AuthorInput(tld, author_id)NamedTuple

Field Type Description
tld str Marketplace TLD
author_id str 10-character author ID, e.g. "B000AP9A6K"

LinkedEntityTypedDict

Field Type Description
name str Display name
url str | None Associated URL, or None if unavailable

ProductIdentityTypedDict

Field Type
asin str
tld str

AuthorIdentityTypedDict

Field Type
author_id str
tld str

SearchInput(tld, keywords)NamedTuple

Field Type Description
tld str Marketplace TLD
keywords str Search keywords (title, author, or any combination)

SearchResultTypedDict

Field Type Description
asin str Product ASIN
title str | None Product title
authors list[LinkedEntity] | None Authors (name only, url is None)
narrators list[LinkedEntity] | None Narrators (name only, url is None)
language str | None Language, title-cased
release_date str | None Release date
runtime_length_min int | None Runtime in minutes
content_delivery_type str | None Product type
image_url str | None Cover image URL

ScrapedModelConfig

Base configuration dataclass. All subclass configs inherit from this.

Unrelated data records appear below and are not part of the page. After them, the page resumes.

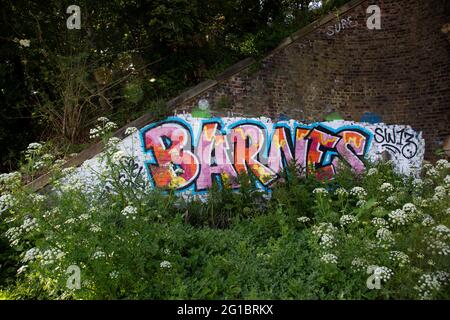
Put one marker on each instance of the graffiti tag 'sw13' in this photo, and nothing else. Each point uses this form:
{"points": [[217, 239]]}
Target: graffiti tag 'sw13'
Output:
{"points": [[189, 153]]}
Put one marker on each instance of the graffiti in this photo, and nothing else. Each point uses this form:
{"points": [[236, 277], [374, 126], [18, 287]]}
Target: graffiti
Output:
{"points": [[399, 142], [178, 159], [189, 154], [342, 24]]}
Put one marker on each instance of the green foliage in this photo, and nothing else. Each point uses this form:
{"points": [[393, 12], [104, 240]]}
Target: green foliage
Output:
{"points": [[54, 81]]}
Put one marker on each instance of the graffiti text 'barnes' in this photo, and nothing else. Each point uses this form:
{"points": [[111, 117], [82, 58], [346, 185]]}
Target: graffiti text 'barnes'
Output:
{"points": [[178, 160]]}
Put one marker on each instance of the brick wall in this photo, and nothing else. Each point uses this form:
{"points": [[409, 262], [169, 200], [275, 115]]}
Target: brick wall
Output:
{"points": [[401, 72]]}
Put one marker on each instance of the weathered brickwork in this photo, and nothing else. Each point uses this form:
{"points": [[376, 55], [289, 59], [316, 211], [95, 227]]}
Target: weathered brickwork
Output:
{"points": [[401, 72]]}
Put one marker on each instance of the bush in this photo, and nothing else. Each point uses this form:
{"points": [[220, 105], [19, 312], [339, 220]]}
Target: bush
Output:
{"points": [[378, 235]]}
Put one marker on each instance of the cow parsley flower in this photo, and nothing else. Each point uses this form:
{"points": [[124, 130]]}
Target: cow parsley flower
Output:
{"points": [[438, 240], [130, 212], [439, 193], [98, 254], [358, 192], [398, 217], [427, 220], [409, 208], [95, 228], [361, 203], [303, 219], [103, 119], [442, 164], [7, 201], [110, 126], [359, 264], [10, 181], [430, 283], [130, 130], [383, 273], [417, 183], [112, 142], [34, 148], [391, 200], [29, 224], [329, 258], [327, 241], [386, 187], [432, 173], [24, 43], [165, 265], [379, 222], [384, 234], [401, 258], [31, 255], [320, 191], [118, 156], [347, 219], [341, 192], [49, 256]]}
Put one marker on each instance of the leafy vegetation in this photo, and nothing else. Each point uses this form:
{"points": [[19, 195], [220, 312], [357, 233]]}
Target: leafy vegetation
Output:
{"points": [[127, 55], [378, 235]]}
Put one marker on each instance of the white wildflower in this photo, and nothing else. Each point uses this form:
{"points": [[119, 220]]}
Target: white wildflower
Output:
{"points": [[431, 283], [438, 240], [118, 156], [103, 119], [320, 191], [165, 265], [24, 43], [329, 258], [359, 264], [391, 200], [383, 273], [31, 255], [98, 254], [327, 241], [427, 220], [303, 219], [379, 222], [129, 212], [347, 219], [361, 203], [130, 130], [110, 126], [7, 201], [442, 164], [341, 192], [95, 228], [398, 217], [409, 208], [386, 187], [401, 258], [417, 183], [384, 234], [358, 192], [432, 173]]}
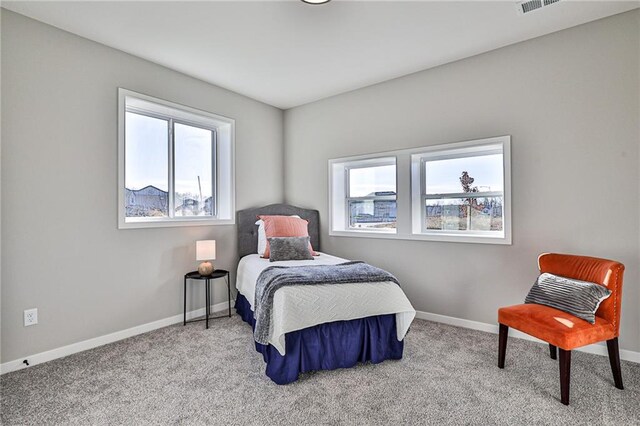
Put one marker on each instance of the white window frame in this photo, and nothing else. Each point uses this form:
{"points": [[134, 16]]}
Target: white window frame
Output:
{"points": [[419, 196], [223, 156], [339, 177], [409, 178]]}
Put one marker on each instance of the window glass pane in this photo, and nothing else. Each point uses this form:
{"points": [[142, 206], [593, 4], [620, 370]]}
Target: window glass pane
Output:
{"points": [[378, 214], [146, 166], [366, 181], [193, 171], [462, 214], [483, 173]]}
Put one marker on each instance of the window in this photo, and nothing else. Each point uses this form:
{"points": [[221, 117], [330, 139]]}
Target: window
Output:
{"points": [[462, 191], [365, 195], [456, 192], [175, 164]]}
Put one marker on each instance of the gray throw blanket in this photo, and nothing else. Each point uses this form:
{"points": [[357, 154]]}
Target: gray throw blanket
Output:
{"points": [[276, 277]]}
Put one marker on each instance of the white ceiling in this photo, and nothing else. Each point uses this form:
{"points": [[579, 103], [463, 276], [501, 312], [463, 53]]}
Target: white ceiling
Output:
{"points": [[287, 53]]}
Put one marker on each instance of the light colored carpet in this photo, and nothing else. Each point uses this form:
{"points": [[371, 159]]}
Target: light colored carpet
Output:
{"points": [[189, 375]]}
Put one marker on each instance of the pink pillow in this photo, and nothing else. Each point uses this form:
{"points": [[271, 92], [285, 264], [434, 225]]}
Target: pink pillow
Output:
{"points": [[284, 226]]}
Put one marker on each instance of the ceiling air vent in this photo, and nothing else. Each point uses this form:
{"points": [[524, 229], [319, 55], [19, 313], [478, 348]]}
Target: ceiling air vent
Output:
{"points": [[531, 5]]}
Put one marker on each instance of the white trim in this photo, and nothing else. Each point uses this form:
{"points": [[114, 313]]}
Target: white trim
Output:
{"points": [[73, 348], [224, 155], [597, 349], [63, 351], [409, 192]]}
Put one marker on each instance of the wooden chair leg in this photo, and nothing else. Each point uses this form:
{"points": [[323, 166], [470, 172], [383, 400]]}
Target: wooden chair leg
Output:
{"points": [[502, 344], [614, 360], [553, 351], [565, 373]]}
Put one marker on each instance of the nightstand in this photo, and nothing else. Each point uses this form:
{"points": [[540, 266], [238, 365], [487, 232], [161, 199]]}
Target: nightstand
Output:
{"points": [[218, 273]]}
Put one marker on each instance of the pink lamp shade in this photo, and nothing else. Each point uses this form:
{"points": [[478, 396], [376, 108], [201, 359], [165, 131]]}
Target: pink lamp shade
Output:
{"points": [[206, 250]]}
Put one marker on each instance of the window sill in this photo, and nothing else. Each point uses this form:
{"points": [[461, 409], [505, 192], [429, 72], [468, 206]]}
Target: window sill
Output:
{"points": [[476, 239], [174, 223]]}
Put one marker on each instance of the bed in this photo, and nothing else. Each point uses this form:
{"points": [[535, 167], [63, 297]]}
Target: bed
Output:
{"points": [[319, 327]]}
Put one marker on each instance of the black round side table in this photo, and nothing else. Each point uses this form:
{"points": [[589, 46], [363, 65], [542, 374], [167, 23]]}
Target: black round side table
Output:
{"points": [[195, 275]]}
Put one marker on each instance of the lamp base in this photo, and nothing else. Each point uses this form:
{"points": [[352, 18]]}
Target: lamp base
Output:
{"points": [[205, 268]]}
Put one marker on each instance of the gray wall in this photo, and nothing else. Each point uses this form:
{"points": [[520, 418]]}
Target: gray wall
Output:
{"points": [[61, 249], [570, 100]]}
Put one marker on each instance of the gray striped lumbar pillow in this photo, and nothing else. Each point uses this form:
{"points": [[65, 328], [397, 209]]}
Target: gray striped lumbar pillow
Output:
{"points": [[579, 298], [289, 248]]}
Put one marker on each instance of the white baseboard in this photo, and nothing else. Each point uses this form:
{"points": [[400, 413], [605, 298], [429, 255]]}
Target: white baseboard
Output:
{"points": [[598, 349], [41, 357]]}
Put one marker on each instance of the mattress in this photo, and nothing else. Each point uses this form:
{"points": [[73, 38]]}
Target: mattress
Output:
{"points": [[299, 307]]}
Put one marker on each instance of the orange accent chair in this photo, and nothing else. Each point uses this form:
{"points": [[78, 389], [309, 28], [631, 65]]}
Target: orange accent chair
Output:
{"points": [[562, 330]]}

Field Type Default Description
cache str "local" "local" = JSON files, "dynamodb" = DynamoDB, "none" = disabled
cache_table str | None None DynamoDB table name for parsed data
cache_ttl_days int 30 TTL for DynamoDB cache entries
cache_directory str "cache" Directory for local JSON cache files
scrape_cache str "local" Where GhostScraper stores raw HTML (scraper classes only)
scrape_cache_table str | None None DynamoDB table name for raw HTML cache (scraper classes only)
aws_region str | None None AWS region for DynamoDB and S3 clients
load_timeout_ms int 30000 Browser page load timeout in ms (scraper classes only)
max_concurrent int 5 Max concurrent operations in scrape_many
max_scrape_attempts int 3 Consecutive failures before setting all_scrapes_unsuccessful
max_retries int 3 Per-request retries
backoff_factor float 2.0 Exponential backoff multiplier between retries
load_strategies list[str] ["domcontentloaded"] Playwright load strategies (scraper classes only)
wait_for_selectors list[str] [] CSS selectors to wait for (scraper classes only)
browser_restart_every int | None None Restart browser every N pages (scraper classes only)
subprocess_batch_size int | None None Pages per subprocess in scrape_stream (scraper classes only)
stream_max_concurrent int | None None Max concurrent pages in scrape_stream (scraper classes only)
proxy str | None None Proxy URL (scraper classes only)

ScrapedModel

Abstract base class. All product and author classes inherit from it.

Constructor

ScrapedModel.__init__(self, on_progress: Callable | None = None)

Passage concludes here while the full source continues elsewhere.